LDAP uses a client server model, with clients sending LDAP request over TCP/IP to the server. Under OpenLDAP and related servers, there are two servers - slapd, the LDAP daemon, and slurpd, the replication daemon.

Slapd provides the server that clients talk to - queries are sent to it, and it talks to the backend database and returns the results to the client. It can have many back end databases - each covering a different part of the LDAP tree. There are also a few different options for what the database is - LDBM, the lightweight Berkeley database is generally used, but there are few others that are distributed with OpenLDAP.

To prevent unauthorised people from accessing and modifying data they shouldn't see, OpenLDAP also provides a rich variety of access control lists, or ACLs. Using these ACLs, you can restrict who can write or read individual attributes. This allows you, for example, to allow only administrators and the user to change passwords, and nobody else to see the crypted password.

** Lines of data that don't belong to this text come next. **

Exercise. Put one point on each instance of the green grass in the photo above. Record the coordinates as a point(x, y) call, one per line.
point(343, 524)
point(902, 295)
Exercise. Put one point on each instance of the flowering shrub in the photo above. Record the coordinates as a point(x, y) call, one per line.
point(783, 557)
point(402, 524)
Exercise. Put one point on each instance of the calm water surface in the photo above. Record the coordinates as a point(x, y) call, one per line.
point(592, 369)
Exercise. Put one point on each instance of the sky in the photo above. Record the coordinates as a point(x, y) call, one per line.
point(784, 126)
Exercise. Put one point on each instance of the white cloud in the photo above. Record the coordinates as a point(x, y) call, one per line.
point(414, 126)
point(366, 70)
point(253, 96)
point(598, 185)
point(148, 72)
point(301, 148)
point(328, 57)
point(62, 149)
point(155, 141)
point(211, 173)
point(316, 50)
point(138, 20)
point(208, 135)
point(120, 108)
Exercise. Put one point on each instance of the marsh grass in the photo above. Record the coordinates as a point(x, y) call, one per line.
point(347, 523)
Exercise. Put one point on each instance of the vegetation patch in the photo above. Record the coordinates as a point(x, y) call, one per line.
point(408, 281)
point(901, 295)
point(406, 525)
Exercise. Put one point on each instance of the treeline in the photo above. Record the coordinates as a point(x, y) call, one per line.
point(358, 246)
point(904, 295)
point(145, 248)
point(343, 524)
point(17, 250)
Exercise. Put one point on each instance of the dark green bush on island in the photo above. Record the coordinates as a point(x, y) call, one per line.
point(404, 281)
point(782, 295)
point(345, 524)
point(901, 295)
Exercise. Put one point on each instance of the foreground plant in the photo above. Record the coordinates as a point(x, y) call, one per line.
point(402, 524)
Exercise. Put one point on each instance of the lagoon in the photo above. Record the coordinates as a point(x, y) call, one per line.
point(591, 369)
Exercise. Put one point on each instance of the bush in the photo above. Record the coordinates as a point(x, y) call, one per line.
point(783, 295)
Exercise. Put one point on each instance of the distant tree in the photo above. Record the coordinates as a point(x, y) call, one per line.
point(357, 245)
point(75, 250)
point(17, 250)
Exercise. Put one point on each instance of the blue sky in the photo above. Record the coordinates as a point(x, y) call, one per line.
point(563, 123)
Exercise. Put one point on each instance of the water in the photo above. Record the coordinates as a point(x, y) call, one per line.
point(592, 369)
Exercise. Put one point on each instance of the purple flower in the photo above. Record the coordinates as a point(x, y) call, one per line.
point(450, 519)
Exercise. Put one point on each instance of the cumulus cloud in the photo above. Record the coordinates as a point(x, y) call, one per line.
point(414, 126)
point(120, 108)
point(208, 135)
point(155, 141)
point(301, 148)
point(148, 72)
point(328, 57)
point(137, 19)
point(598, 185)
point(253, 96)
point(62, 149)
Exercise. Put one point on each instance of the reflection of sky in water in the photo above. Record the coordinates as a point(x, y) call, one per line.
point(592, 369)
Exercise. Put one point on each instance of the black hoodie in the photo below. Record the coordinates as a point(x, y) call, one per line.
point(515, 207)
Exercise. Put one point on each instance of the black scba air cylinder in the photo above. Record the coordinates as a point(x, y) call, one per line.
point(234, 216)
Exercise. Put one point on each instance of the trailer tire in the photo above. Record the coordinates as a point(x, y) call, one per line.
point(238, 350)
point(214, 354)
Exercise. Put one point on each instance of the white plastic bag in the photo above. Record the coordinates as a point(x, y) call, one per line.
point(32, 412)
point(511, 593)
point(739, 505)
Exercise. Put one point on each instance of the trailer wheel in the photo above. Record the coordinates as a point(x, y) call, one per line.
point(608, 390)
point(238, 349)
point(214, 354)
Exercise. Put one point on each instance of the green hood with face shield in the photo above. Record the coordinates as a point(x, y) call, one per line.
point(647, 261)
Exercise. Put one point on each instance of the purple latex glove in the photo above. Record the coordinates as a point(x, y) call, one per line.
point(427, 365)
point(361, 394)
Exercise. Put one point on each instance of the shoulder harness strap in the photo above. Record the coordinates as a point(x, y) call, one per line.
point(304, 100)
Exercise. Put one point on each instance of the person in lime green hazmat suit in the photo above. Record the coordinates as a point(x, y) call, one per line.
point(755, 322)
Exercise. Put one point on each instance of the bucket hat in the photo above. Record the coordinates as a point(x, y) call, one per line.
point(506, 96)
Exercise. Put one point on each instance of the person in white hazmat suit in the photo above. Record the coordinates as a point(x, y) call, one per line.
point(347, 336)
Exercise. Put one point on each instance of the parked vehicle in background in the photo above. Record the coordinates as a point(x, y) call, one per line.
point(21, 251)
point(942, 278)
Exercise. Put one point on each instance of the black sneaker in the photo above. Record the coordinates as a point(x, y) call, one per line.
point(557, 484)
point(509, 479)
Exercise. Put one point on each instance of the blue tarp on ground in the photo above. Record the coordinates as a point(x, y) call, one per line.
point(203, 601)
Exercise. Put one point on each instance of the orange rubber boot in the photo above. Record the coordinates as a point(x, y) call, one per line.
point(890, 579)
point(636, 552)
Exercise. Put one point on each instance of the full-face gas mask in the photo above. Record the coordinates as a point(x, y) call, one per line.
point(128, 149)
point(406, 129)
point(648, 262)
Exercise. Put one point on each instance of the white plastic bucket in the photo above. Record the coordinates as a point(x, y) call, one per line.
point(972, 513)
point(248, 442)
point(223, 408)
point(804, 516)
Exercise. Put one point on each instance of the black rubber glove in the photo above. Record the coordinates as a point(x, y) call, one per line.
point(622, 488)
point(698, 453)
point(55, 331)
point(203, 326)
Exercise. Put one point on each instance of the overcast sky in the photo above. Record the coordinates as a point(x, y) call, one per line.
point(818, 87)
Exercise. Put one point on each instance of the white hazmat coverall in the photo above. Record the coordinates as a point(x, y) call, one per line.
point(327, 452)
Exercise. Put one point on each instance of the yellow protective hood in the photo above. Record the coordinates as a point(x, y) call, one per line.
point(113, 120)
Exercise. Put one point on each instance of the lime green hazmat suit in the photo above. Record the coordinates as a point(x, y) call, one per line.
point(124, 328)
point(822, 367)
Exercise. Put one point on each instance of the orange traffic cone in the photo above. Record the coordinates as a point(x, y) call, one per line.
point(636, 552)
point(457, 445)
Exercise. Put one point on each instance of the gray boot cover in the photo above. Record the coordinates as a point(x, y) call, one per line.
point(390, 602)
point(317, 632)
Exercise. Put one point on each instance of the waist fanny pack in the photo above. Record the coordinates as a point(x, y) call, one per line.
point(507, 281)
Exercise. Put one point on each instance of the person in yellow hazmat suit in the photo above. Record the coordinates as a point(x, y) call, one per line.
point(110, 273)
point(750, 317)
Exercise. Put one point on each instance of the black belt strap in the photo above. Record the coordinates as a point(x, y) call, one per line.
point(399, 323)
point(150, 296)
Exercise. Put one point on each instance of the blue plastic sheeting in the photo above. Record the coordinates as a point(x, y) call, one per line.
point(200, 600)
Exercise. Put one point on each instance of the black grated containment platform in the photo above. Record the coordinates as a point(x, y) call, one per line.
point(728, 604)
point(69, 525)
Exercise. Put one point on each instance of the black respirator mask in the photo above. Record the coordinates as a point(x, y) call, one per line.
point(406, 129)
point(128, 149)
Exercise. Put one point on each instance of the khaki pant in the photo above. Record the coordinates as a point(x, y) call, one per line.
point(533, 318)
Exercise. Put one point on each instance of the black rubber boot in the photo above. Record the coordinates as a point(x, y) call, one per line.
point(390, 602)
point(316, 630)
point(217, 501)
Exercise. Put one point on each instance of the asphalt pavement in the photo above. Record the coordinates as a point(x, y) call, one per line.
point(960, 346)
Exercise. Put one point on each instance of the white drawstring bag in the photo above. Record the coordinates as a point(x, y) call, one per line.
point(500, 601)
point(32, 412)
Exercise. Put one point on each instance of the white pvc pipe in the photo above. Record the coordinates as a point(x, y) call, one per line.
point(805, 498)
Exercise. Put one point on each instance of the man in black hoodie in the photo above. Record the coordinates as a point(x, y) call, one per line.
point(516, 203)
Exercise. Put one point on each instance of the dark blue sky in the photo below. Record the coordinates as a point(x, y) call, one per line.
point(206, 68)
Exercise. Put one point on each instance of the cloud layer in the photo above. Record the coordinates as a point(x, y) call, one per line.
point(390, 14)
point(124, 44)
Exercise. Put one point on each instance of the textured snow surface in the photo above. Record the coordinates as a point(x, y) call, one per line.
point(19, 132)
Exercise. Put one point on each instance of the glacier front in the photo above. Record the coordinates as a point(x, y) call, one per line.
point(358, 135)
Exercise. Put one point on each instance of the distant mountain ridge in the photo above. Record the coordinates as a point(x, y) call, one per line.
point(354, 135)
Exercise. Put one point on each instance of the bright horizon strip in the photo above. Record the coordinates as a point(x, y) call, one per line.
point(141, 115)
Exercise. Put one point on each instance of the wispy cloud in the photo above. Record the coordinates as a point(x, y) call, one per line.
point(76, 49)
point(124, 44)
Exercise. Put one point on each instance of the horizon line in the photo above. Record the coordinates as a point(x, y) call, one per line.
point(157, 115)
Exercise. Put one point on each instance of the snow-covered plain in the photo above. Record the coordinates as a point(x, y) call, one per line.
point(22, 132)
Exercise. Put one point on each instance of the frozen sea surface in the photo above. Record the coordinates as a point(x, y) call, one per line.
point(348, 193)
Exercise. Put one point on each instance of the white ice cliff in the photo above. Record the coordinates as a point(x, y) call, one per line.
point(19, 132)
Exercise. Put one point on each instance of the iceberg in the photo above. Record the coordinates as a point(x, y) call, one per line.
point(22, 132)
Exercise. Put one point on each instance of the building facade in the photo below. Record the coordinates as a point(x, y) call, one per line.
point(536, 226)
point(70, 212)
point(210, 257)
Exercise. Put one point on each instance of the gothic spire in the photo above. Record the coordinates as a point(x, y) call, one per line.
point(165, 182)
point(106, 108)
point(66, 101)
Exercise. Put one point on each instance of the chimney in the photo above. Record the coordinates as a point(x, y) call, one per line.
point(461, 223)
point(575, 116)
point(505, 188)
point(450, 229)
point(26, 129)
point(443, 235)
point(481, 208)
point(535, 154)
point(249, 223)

Slurpd provides replication - replication is a way of taking the data from one server, and pushing it out one or more slave servers. By having multiple servers hosting the same data, you can increase reliability, scalability, and availability. It allows you to have servers close to where clients are - this increases availability and decreases response time, and removes a single point of failure. Having a seperate daemon for replication frees slapd from worrying about hosts being down, and it can get on with its job of answering LDAP queries.

Under OpenLDAP, replication works by the following manner - slapd takes a modification, and performs it on the directory. This modification is then written out to a replication log file, which slurpd periodically reads in and parses. It then connects to all the defined LDAP slaves, and performs the same modification on their directory.

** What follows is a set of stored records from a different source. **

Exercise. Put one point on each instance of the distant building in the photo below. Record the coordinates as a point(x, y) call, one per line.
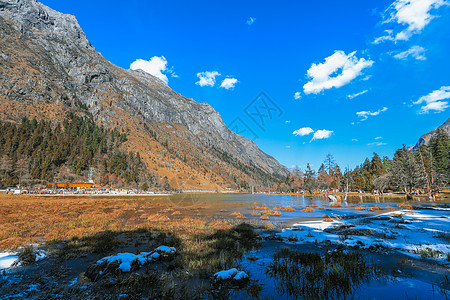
point(73, 186)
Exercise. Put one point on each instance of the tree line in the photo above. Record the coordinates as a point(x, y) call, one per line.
point(425, 169)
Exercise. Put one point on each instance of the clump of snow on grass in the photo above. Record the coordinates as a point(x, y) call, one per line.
point(240, 276)
point(10, 259)
point(416, 233)
point(40, 255)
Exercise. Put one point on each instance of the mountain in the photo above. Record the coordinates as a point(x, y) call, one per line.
point(425, 139)
point(48, 67)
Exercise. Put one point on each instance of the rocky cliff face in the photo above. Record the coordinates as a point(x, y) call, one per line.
point(425, 139)
point(46, 62)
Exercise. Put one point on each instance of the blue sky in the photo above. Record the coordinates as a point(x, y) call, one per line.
point(370, 75)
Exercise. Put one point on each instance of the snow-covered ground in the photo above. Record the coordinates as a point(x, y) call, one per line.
point(418, 233)
point(126, 259)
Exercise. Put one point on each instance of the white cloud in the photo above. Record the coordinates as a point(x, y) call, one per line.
point(415, 51)
point(303, 131)
point(365, 114)
point(207, 78)
point(229, 83)
point(322, 134)
point(156, 66)
point(357, 94)
point(433, 100)
point(414, 14)
point(250, 21)
point(337, 70)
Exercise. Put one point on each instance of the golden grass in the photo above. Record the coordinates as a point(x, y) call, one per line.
point(404, 205)
point(375, 208)
point(158, 218)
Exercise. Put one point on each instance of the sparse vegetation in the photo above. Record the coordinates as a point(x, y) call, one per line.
point(310, 275)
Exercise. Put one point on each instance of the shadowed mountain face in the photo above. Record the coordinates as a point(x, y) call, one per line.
point(425, 139)
point(47, 66)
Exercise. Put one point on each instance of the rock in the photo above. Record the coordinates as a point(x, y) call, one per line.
point(68, 70)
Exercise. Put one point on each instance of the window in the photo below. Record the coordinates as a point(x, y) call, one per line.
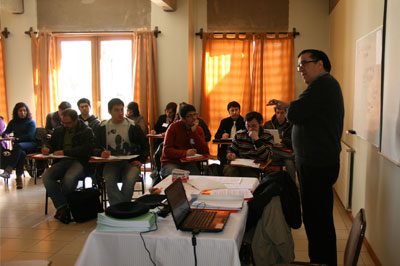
point(95, 67)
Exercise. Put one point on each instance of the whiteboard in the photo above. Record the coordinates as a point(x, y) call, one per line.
point(390, 142)
point(367, 94)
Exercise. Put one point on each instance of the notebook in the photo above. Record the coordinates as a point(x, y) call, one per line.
point(187, 219)
point(275, 134)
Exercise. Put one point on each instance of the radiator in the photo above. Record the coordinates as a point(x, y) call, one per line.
point(344, 183)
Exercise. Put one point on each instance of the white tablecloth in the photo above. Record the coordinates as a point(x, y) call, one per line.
point(167, 245)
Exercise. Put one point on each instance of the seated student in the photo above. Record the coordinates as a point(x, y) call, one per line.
point(280, 122)
point(183, 138)
point(284, 127)
point(53, 120)
point(133, 113)
point(120, 136)
point(202, 124)
point(228, 128)
point(23, 128)
point(251, 143)
point(90, 120)
point(75, 140)
point(165, 120)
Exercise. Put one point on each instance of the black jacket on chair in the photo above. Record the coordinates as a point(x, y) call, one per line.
point(276, 184)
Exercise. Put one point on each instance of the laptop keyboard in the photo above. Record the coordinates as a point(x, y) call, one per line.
point(201, 219)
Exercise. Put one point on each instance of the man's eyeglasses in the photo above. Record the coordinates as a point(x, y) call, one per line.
point(302, 63)
point(191, 115)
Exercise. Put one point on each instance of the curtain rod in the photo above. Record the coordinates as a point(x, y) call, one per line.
point(156, 31)
point(294, 32)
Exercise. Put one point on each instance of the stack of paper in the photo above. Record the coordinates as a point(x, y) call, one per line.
point(226, 202)
point(242, 192)
point(141, 223)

To facilitate exchanging and modifying of the data stored in the directory, LDIF was created. LDIF, which stands for LDAP Data Interchange Format, is a human readable version of the information stored in the directory. Following is an example LDIF entry for a user account:


dn: uid=bmarshal,ou=People,dc=pisoftware,dc=com
uid: bmarshal
cn: Brad Marshall
objectclass: account
objectclass: posixAccount
objectclass: top
loginshell: /bin/bash
uidnumber: 500
gidnumber: 120
homedirectory: /mnt/home/bmarshal
gecos: Brad Marshall,,,,
userpassword: {crypt}KDnOoUYN7Neac

So, as you can see, the attributes are stored in a key value pairing on a line, with attributes that have multiple values having multiple lines. This simple format lends itself to easy readability, and also can easily be parsed by scripting languages, which enables bulk modifications to be done easily.

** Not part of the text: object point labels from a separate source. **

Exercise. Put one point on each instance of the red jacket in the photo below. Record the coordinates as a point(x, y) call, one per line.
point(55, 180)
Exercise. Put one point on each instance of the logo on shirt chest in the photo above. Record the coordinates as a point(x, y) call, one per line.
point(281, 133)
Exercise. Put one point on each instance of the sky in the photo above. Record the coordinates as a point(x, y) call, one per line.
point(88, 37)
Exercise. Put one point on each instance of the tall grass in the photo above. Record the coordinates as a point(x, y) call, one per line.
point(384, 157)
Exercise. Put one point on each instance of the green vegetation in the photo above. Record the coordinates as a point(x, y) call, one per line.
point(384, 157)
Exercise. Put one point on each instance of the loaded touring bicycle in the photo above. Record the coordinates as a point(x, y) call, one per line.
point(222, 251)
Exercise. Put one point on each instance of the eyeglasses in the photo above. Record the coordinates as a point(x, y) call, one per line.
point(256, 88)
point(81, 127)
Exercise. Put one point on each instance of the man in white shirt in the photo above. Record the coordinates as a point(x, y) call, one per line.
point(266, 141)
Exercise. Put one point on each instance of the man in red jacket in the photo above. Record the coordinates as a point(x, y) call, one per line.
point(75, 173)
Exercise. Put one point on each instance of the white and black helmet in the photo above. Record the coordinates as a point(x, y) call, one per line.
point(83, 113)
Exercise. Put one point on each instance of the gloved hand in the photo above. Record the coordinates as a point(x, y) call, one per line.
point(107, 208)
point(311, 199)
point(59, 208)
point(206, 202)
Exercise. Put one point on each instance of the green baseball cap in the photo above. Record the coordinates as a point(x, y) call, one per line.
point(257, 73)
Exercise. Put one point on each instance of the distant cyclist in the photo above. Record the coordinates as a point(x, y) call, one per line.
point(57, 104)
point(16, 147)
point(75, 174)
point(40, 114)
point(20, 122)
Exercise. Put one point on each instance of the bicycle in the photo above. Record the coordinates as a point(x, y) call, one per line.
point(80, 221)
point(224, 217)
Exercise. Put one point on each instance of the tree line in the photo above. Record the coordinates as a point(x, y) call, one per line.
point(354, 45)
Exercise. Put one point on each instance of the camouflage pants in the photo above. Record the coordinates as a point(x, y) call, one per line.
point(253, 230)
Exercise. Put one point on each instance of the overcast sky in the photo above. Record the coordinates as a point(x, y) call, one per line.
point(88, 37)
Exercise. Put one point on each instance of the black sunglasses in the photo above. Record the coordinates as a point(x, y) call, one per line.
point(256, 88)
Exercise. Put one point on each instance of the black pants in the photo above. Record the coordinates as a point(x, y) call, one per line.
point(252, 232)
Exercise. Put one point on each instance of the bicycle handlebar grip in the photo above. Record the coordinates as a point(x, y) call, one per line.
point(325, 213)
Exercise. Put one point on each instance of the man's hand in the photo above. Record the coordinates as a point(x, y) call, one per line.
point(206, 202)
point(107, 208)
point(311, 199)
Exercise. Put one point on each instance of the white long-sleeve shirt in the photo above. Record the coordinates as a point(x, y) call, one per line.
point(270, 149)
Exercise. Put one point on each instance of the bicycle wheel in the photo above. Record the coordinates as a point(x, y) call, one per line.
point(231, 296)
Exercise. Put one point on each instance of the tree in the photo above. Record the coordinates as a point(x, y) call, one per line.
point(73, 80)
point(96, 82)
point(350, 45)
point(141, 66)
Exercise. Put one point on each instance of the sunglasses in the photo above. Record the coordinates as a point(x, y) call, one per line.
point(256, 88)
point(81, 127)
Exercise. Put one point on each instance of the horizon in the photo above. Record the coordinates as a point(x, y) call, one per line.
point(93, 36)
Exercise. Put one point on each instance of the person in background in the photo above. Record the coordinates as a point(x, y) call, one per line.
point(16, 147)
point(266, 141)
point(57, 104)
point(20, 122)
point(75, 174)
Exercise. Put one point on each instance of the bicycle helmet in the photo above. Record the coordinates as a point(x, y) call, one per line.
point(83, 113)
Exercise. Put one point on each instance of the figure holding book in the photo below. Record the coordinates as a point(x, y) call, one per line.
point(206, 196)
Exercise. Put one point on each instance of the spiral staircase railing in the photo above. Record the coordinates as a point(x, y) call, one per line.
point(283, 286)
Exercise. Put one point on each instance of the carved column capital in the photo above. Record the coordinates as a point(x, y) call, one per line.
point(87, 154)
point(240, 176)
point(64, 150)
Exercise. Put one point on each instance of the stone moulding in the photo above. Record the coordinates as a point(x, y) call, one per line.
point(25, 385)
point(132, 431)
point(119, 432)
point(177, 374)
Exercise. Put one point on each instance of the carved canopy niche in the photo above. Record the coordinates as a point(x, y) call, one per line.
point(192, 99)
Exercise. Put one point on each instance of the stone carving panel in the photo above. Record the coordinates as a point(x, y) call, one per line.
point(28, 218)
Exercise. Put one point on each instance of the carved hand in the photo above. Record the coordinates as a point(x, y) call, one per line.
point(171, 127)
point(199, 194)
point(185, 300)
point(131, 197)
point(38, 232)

Now we come to possibly the most important part of the protocol - how to view or retrieve the data. The basic way this is done is with search filters, be they used on a command line utility or through a graphical interface. Search filters consist of a criteria for attributes that must be fulfilled for an entry to be returned, and a base DN that the search is performed against. The standard for search filters is defined in RFC 1960: LDAP String Representation of Search Filters and RFC 2254: LDAPv3 Search Filters. There is a wide variety of operators that can be used, as follows:

So, for example, if we wanted to search for all users who's userid, which is stored in the uid attribute, started with d and ended with l, it would be something like:

(&(uid=d*)(uid=*l))

As you can imagine, this can quickly build up to being a powerful method of retrieving data from a directory, and can be used for a wide variety of uses.